Thursday, June 20, 2013

Simple Model + Small Data is the only way to go?

A question that bothers me:

1. simple model + small data: OK, if you have good understanding on the generative process.
2. complex model + small data: most likely fail due to overfitting, unless the noise is very very small so that the system is almost deterministic.
3. simple model + big data: calculation of parameter estimate is challenging although sometimes tractable using techniques like SGD, but frequentist hypothesis testing almost always fails because you might be oversimplifying the problem.
4. complex model + big data: calculation of parameter estimate is impossible.

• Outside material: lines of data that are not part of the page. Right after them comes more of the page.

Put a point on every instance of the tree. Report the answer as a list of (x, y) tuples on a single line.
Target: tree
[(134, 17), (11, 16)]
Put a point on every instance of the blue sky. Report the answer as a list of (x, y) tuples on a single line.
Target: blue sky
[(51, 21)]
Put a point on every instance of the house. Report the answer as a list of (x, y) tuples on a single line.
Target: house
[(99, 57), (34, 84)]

Conclusion: a good statistician should only work with 1. simple model + small data!?

Thursday, June 13, 2013

The Signal and the Noise

At last, I have finished reading the book 'the signal and the noise: why so many predictions fail- but some don't'. It does a very good job in explaining 1) why it is important for us to understand uncertainty - the central theme of statistics -, 2) why statistical analysis is so challenging, and 3) how we can (sometimes) improve the model, in plain English (that is, without statistical jargons). This book shines the most in its careful selection of problems it discusses; baseball, earthquake, stock market, chess, and terrorism are very good examples which shows different aspects of the 'prediction problem'.

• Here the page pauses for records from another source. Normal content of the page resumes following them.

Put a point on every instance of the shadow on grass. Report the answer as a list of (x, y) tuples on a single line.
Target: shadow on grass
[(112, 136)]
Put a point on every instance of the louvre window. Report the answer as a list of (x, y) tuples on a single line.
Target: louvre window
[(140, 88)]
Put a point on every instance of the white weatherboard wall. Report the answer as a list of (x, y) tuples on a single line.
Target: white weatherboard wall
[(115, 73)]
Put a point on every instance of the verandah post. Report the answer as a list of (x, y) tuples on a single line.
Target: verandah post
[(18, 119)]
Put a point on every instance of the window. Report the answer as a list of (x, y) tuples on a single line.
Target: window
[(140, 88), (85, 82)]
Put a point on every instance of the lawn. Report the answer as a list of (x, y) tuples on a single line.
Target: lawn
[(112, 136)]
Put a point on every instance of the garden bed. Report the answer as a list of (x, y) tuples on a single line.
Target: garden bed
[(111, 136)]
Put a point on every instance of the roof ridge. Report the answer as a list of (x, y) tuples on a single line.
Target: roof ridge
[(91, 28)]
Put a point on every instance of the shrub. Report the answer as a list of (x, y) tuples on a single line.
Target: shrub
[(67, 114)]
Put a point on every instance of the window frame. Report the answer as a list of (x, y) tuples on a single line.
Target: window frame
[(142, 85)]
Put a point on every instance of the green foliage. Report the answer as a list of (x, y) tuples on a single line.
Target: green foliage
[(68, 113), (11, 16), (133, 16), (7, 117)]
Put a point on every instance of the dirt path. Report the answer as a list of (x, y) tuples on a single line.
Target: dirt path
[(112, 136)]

I would strongly recommend this book to those who are interested in understanding why people are making such a big fuss about Big Data/machine learning/statistics. As Larry Wasserman pointed out in his blog post, however, its treatment of frequentist statistics is very unfair... and I feel very uncomfortable every time a Bayesian claims that Bayesian statistics is a magic bullet to every problem frequentist statistics has. But this is a pop science book after all... probably it was a necessary sacrifice to deliver the idea to non-academics.